An essential interlocutor

On the front line since the start of the mobilization, Laurent Berger remains firmly opposed to the decline in the legal age, the flagship measure of the government bill. “What we want to talk about are pensions. Our demand is to return to the 64 years and that the government withdraw or suspend its reform (…) in order to start again on a good basis”, he still assures in an interview withObs, this Monday. At the Elysee as in the government, however, we consider the file closed since the adoption of the text with forceps with article 49.3 of the Constitution. Despite this divergence, some macronists are pushing to reach out to the boss of the first national union (public and private combined), considering him as an essential interlocutor for reforming the country.

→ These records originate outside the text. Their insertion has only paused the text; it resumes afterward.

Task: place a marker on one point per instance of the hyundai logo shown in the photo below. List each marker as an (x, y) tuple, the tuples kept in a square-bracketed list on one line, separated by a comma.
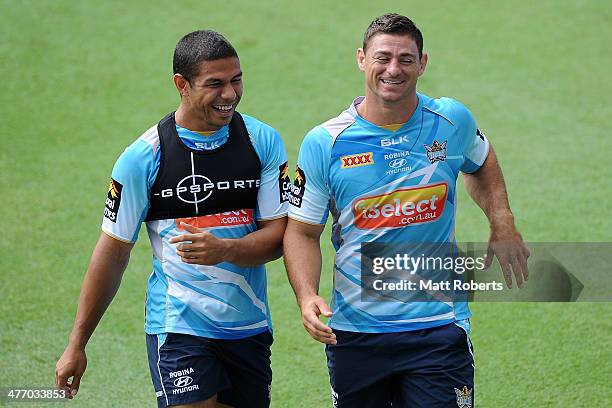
[(397, 163), (183, 381)]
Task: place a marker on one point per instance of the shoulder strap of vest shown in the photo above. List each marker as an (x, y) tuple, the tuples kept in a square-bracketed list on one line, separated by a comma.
[(165, 134)]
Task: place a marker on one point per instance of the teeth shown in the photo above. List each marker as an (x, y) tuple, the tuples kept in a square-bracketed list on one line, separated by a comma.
[(391, 82)]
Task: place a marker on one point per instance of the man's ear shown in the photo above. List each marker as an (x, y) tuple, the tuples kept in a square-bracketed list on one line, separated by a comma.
[(181, 84), (361, 59), (424, 59)]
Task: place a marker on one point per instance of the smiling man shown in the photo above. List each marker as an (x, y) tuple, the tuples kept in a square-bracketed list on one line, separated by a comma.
[(386, 169), (209, 183)]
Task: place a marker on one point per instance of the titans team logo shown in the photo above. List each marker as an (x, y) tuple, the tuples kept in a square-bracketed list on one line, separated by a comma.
[(284, 182), (464, 397), (113, 199), (298, 187), (436, 152)]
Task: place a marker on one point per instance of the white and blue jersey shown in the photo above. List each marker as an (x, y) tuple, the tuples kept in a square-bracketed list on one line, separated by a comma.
[(223, 301), (386, 186)]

Last week, several Macronie heavyweights welcomed his request for “mediation” to “find a way out”. “It’s good to have one or two people to try to find the dialogue and have a certain distance”, underlined the president of the Modem group, Jean-Paul Mattei, during a press point at the Assembly. “Any helping hand must be considered”, also affirmed François Bayrouthe boss of the centrist party.

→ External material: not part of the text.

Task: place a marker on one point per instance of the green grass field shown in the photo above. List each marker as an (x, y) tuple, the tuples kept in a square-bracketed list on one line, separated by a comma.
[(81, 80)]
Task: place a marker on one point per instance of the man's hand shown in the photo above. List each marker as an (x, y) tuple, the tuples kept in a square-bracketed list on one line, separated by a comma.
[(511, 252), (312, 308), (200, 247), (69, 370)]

“Disagreement does not prevent discussion”

But in government, the mediation proposal was flatly swept aside, like that of putting the reform “on hold” for six months. In this multi-band communication game, the macronists insisted at the same time on their desire not to cut ties with the person concerned. “We can record a disagreement, it happens, but that does not prevent us from continuing to discuss on other subjects, there are four years left in office…”, breathes Benjamin Haddad, deputy for Paris.

The executive intends to quickly launch new projects, in particular a new labor bill, to better close the “pensions” chapter which has been poisoning it for months. “The challenge for Elisabeth Borne and the government is to prepare for the future. On the meaning of work, retraining and professional training, on the employment of seniors… There are still a lot of things to build. Seeing each other, talking to each other, keeping a constructive spirit, it’s positive, ”wants to believe the spokesperson for the Renaissance group.

The Constitutional Council as arbiter

Because despite the tensions, even the personal enmity between Laurent Berger and Emmanuel Macron since 2017, the macronist camp does not forget that the boss of the CFDT had been useful to François Hollande during his five-year term, in particular by defending the El Khomri law unlike the CGT or FO. At the end of March, the secretary general of the Elysée, Alexis Kohler, called Laurent Berger to take the temperature. “If the macronists insist with Laurent Berger, it is because they need help to get out of the current crisis. And by its latest proposals, it seems to set the pace of the inter-union by seeking a way out of the conflict, ”assures Stéphane Sirot, historian specializing in trade unionism and social movements.

On the eve of the meeting with the Prime Minister, however, the CFDT seems not to have budged. “We are going to be very clear: we want to talk about work issues but we are still in the retirement sequence, so the file will also be on the table. We are not in the aftermath, but on the eve of a new mobilization, ”warns Yvan Ricordeau, national secretary of the CFDT in charge of pensions. “The opposition to the text remains as strong as ever, so we are still asking for a gesture of openness with a pause in the reform”.

Within the presidential camp, it is hoped that a validation of the text by the Constitutional Council, on April 14, will bring down the pressure. “This decision can change the balance of forces, confirms Stéphane Sirot. Laurent Berger, a very legalistic trade unionist, could then judge that the text has been voted on definitively, and therefore legitimate”.